Partide Cumhuriyetle, Atatürk’le ve Altı Ok’la sorunu olan Truva atlarını ahlaki ve hukuki olmayan işgallerine son vermeye davet edilen bildiride partinin iktidarını değil, başka partilerde vücut bulan fikri hakim kılmaya çalışan Truva atlarından partinin biran evvel kurtulması gerektiğinin altı çizildi. Partinin altı okunun onu savunmak, tartışmak, bu bağlamda yapılan yanlışlara ses çıkarmanın bir disiplin suçu haline getirildiği kaydedilen bildiride ilkelerine ve partiye sahip çıkma sorumluluğu bulunduğu, Türkiye için bu durumun dünden çok daha önemli olduğu ifade edildi.
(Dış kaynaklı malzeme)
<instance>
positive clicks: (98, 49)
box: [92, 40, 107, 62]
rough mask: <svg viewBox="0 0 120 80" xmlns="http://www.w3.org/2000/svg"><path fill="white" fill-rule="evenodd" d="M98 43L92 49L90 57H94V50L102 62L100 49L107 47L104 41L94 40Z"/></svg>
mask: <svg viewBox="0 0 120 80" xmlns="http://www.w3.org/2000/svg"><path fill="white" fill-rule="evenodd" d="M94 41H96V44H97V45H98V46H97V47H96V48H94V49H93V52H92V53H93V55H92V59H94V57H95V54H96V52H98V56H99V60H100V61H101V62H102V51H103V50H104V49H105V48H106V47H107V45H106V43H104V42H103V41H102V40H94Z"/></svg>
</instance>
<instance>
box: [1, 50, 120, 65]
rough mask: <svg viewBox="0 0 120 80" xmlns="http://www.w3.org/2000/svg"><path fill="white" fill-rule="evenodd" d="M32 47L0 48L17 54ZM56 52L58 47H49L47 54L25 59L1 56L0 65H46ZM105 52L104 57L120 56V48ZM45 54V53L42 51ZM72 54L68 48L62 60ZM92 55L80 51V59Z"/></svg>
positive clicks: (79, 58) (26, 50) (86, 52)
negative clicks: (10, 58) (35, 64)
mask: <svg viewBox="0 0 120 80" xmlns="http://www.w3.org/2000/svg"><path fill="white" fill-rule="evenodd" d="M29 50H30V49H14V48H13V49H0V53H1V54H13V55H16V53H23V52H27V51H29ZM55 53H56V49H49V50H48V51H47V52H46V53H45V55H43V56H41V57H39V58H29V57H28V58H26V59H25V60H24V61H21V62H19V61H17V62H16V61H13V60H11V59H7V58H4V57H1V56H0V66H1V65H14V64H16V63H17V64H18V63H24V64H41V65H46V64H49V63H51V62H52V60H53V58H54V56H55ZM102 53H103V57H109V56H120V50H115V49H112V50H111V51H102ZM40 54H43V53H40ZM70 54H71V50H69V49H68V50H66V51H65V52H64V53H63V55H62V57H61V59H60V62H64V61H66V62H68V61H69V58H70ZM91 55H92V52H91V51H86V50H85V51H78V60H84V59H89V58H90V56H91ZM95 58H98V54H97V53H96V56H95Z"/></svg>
Partinin ilke, amaç ve değerlerini benimsemeyen,üye olabilme şartına bile haiz olamayacakların örgüt yok sayılarak belediye başkan adayı, milletvekili adayı ve Cumhurbaşkanı adayı yapıldığına dikkat çekilen bildiride şu görüşlere yer verildi:

“Aday belirleme sürecinde örgütler yok sayılarak ‘bir risk aldım’ hakkı kullanılıyor ise başarısızlığın da bir sonucu vardır ve bu sorumluluk alınmalıdır. Parti ilkelerini benimsemeyenler; etnik ayrımcılık, mezhep, rant, belediyelerde iş silahlarını kullanarak kendi iktidarını kurmuş, her yer benim gibi düşünenlerden olmalı iddiasıyla bir çok yerde il, ilçe örgütlerini dizayn etmiş, meclis üyelerini, milletvekili adaylarını sıralamış, parti emekçilerini, siyasal birikimi ve liyakatı hiçe saymıştır. Sonuç olarak hepimizin kendi illerinde yaşadığı benzer sorunlar heyecanımızı azaltmış, karamsarlık ve yılgınlık başlamıştır. Meclis üyeliği aday adaylığı sürecinde; adaylar parti kararlarına, parti kendi aldığı kararlara uymayarak adayları tespit etmiş, ilkesiz ve kişisel oluşumlar içine girilmiştir. Partimiz oyları ile seçilen meclis üyelerimiz arka arkaya AK Parti’ye geçmektedir. Sorulmayan hesap ve yasak savar açıklamalar geçmek isteyenlere cesaret vermiştir. Gideceği belli olanları kişisel hesaplarla destekleyenler, grubu bir arada tutacak siyasal heyecanı yaratamayanlar, birilerinin kaygıları nedeniyle Antalya’da yerel siyasete karşı ilkeli bir muhalefet görevi yapamayanlar en az gidenler kadar suçludur. Partimizin her bir üyesi, parti görevlileri, seçilmişler, bir araya gelinen her yerde gerçekleri konuşur hale gelmiştir. Türkiye’nin kurucu ayarlarına dönmesi için partimizin fabrika ayarlarına dönmesi gerekir. Sadece ifade edilmesi o an söylenip geçiştirilmesi yetmez, partimizin her biri ayrı öneme sahip bütün ilkelerinin, ciddiyetle, güvenle inançla savunulması, başarısızlık var ise bunları sağlayacak kadrolara yol verilmesi gerekir. CHP’nin kuruluş felsefesiyle kalınan yerden insanlık macerasına devam edilmesi, Türkiye’nin kurtuluş projesidir. Aksi sadece partimize değil, ülkemize ihanettir.”